GREAT FALLS — Jordan Komac, a senior at the University of Providence, has had a very successful wrestling career. Dating back to his high school days at Great Falls High, he has won more than 40 tournaments, two Class AA state titles and a Frontier Conference championship. All of those accomplishments have happened under one head coach, his dad, Steve Komac.
Steve coached at Great Falls High for over 10 years, and in the span of time he had the pleasure of coaching Jordan during his four year Bison career. But before he became his coach, Steve was still in the corner for Jordan. They have had a strong father-son relationship, including lots of bonding like going on hunting and fishing trips with one another. You would think that strong bond would make an easy transition for when they became coach and athlete, but that was not the case.
“In that freshman year, there was lots and lots of struggles,” said Steve. “Between me treating him like I would the other kids, and not expecting more of him. Also him not seeing me as a coach but seeing me as a dad. We spent a lot of off season time after freshman year working on it and it got better as a sophomore.”
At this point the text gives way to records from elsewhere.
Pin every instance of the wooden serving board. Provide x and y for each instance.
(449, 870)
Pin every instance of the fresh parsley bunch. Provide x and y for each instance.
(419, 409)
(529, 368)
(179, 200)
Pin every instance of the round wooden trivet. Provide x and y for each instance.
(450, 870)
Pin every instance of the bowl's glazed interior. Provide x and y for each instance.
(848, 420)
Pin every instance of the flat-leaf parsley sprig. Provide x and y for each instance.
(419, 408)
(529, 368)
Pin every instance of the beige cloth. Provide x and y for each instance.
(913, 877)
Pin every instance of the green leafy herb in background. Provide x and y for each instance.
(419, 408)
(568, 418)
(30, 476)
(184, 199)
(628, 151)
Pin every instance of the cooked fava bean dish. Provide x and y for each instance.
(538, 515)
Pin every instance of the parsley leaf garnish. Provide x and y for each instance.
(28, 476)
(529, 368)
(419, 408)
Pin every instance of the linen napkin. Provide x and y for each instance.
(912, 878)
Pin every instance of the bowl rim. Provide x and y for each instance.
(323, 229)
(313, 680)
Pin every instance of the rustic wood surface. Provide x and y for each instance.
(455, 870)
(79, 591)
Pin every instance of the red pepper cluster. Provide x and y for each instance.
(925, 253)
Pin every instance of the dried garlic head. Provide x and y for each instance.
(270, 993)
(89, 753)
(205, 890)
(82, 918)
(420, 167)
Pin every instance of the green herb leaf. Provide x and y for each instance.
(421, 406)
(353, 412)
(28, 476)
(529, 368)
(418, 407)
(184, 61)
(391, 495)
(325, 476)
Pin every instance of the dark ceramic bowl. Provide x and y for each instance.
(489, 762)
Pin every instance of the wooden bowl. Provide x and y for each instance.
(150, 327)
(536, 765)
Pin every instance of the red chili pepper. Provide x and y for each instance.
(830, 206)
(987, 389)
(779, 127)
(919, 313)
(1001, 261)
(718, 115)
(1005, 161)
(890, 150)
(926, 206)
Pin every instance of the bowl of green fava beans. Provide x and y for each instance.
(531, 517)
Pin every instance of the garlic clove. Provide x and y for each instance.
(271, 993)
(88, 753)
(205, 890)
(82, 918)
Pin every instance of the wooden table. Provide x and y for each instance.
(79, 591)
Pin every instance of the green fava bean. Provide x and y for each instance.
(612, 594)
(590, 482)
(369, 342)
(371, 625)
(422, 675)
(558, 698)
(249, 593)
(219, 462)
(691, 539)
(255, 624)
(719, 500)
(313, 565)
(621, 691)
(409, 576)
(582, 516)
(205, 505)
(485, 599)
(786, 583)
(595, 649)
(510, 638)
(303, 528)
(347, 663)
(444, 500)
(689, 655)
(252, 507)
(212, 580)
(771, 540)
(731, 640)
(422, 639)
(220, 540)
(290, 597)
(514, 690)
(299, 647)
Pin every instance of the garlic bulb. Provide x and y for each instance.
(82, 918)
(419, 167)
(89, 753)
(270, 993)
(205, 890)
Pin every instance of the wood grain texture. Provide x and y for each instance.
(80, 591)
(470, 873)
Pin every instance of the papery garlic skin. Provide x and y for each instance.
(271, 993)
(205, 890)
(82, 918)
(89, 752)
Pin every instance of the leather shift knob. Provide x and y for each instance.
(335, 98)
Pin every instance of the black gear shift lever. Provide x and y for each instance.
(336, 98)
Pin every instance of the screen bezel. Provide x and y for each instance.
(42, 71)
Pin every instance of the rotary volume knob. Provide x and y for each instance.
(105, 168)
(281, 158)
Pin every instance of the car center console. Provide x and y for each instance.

As they were working through their bumps in the road, they realized part of the solution was Steve taking a slight step back and allowing the assistant coaches to step in and help Jordan as well. In those moments is where Jordan realized his true passion for the sport.
“For a while he stopped coaching me, and it made me realize I wrestle because I love it,” said Jordan. “I wrestle for me, I don’t wrestle for my dad … Once we figured out those issues, its been smooth sailing from there.”
Jordan graduated from Great Falls High and moved on to Providence while his dad remained coaching for the Bison. He was a red shirt his freshman year and it was after that year that the Argos head coaching position opened up. After having a great experience under his dad his senior year, he advocated for Steve to take the job.
“When the job had an opening, I was calling him everyday like ‘take it take it’ because I knew the school was talking to him,” said Jordan. “I had to do a lot of convincing but I’m really glad he came here.”
The connection they shared was a lot better the second go-round. They finally understood when to be coach-athlete and when to be father-son. They have shared a lot of success together and Steve gets a bit of a different feeling when he sees his son, not just his athlete, winning during competitions.
“I do very good work without my emotions involved. I sit very composed for the most part,” said Steve. “I would be lying if I said there isn’t a different adrenaline that hits you when your children step out in competition.”
Jordan is now in his senior year at Providence and is grateful for the time he has been able to spend under the lead of his father. On the other hand, Steve says he just wants his son to know he is proud of him, no matter what happens on the mats during competition.